“Making your ear attentive to wisdom and inclining your heart to understanding.”Proverbs 2:2
We all want things; we’re a group of people that always has sight set on the next big thing. Relationships, clothing, cars, opportunities, we are filled to the brim with desires, half of which we don’t need anyway. In all the saved pages and screenshots taking up storage space in our phones of new amazon finds, we become lost in the lust of having something new. The excitement of getting something that you’ve always wanted, something that will enhance our lives in some way. I’m the exact same way, I have 3 amazon wish lists and over 10 Pinterest boards I abandon until I want inspiration for the next craving. One thing I’ve come to learn about desires is that despite what it is, you must come to understand what you’re asking for or at least, the possibilities it brings.
For example, some time ago I was talking to God about a husband.
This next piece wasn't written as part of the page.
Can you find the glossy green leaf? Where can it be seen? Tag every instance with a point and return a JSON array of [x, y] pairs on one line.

I was telling God how I believe I’m ready for a husband, (I know, I know) to share a household with someone I can trust with everything I hold near and dear. As God, continued to side eye me, I went on with my list of traits I found complementary to my life. After my monologue, I heard him say so clearly, “Listen to yourself, everything you’ve listed are things you’re equipped with and do for yourself. You don’t want a husband, you want a help mate .” I stood in my kitchen mind snatched! Swallowed up by his response. I just stood there, no really I stood still in my kitchen for about 3 full minutes soaking in the ignorance of my asking. Marinating in my thoughts about what God dropped in my lap.
Living single for this long, I’ve learned to appreciate what I bring to my table because that’s the only thing I’ve received to put it frankly. I treasure my cooking and other domestic skills, the way my own presence feels in my home. I love how I prioritize my well-being and the management of my household of 1. How I go about inventory, both spiritual and emotional and how my environment and productivity are positively correlated. Since I value those things, I’ve been placing those same duties on a husband to take the load off of me, when that isn’t the totality of a husband, but a help mate. Now, I did NOT say that a husband cannot, wouldn’t or shouldn’t do these things by any means. I’m simply saying that he has his own independent responsibilities that complement his wife to bring everything full circle.
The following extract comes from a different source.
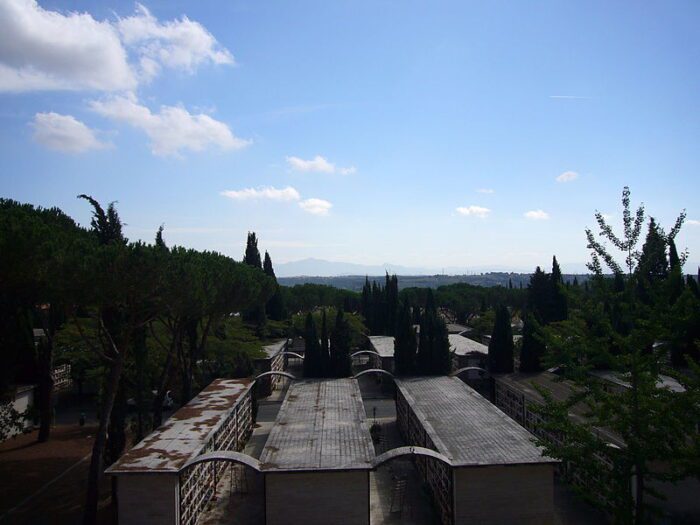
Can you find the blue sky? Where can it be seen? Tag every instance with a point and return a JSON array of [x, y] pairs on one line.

In my desire to have a clone of myself, I leave no room for a husband to be an asset, only an assistant. In a Godly marriage, no one takes a backseat to anyone, however the husband is the head of the household and the wife is there beside him to help achieve the purpose God has for our partnership in life, love, children and business. I think a lot of us as singles forget that. Leaving room for your future spouse to be what we need, instead we’ve think of them as walking vision boards. We can’t fulfill all of our needs and we weren’t designed to, a spouse fills that role to provide something we couldn’t and even as a couple, God is still necessary to facilitate our needs individually and together. I wasn’t sure of what I was asking, if anything, I was asking for what I already had, me! Understanding what you’re asking for helps us to respect that vacant space and it’s role when filled.
Ask God for what you should desire before going into any relationship, be it business, romantic or friendship. Let him guide you to what’s complementary and not what’s already in you. Take time to understand because that’s where the respect is visible and the need is relevant. Hope this helps you in your journey! Stay blessed!